Direct traffic means GA4 has no information about where the visitor came from. This happens when someone types a URL directly, uses a bookmark, opens a link from a native app, or visits from a source that strips referrer information for privacy reasons. Direct traffic is often larger than expected, partly because it absorbs traffic that couldn't be classified elsewhere.

Referral traffic comes from links on other websites that aren't recognized search engines or social networks. A blog post linking to you, a partner website, an online directory: these all become referral traffic.

Organic search traffic comes from clicks on unpaid search engine results. GA4 recognizes major search engines automatically. If you're running paid search ads, those sessions need UTM parameters to be separated from organic traffic properly, otherwise they may appear as organic.

UTM parameters are the key to accurate channel attribution.
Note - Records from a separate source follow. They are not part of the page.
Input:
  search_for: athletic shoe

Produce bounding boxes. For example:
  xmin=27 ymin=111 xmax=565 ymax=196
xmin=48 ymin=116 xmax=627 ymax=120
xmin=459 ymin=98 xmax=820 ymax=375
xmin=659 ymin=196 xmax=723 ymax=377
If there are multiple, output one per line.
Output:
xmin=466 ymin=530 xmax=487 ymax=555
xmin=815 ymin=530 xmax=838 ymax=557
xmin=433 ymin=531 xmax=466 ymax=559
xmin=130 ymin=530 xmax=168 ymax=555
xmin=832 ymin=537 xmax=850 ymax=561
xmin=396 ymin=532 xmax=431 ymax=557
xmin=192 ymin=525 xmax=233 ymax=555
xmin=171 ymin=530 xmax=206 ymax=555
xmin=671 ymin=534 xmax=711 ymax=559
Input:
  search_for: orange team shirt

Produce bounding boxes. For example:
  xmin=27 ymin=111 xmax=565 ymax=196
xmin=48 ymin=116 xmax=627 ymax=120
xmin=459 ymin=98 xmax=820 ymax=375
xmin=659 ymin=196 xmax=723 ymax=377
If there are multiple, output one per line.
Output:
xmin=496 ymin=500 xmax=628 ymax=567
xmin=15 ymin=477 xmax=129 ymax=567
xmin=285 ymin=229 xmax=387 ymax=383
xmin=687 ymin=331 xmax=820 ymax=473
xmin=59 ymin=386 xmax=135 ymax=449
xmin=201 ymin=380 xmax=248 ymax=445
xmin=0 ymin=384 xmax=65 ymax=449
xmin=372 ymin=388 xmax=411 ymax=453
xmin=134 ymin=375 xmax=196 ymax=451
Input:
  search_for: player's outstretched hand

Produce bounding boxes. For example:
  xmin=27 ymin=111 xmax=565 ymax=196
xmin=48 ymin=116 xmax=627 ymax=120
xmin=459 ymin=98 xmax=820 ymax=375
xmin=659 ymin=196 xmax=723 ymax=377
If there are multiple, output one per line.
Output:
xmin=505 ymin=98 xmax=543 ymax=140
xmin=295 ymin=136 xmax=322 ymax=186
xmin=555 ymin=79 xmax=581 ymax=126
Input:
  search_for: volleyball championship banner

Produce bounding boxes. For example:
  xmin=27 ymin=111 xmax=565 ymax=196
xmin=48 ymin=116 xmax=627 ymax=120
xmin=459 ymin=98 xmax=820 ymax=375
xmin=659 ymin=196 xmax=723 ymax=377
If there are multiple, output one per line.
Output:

Adding utm_source, utm_medium, and utm_campaign to links in your email newsletters, social posts, and ad campaigns tells GA4 exactly where that traffic came from, rather than letting it guess.

GA4 Fundamentals

Events and Parameters: GA4's Building Blocks

GA4 is built entirely on events. Every interaction, every page load, every scroll, every form submission is an event. Understanding this structure helps everything else make sense.

An event is simply a record that something happened. It has a name (like page_view or click) and can carry additional information in the form of parameters. Parameters are the details attached to an event. The page_view event carries parameters like page_title and page_location. A custom purchase event might carry parameters like transaction_id, value, and currency.

Parameters are what make events useful for analysis. Without parameters, you know that a page was viewed, but not which page. Without parameters, you know that a purchase happened, but not for how much.

GA4 automatically collects a set of events and parameters without any configuration. These are documented by Google and include things like first_visit, session_start, page_view, scroll, and click. Beyond these, you can define custom events for actions specific to your site, whether that's a video play, a file download, a quote request, or anything else that matters for your business.

Custom dimensions and metrics let you use custom event parameters in your reports. Without registering a custom parameter as a custom dimension, it won't appear as a column you can analyze. This is one of the more confusing parts of GA4 setup and is covered in detail in the Planning Toolkit.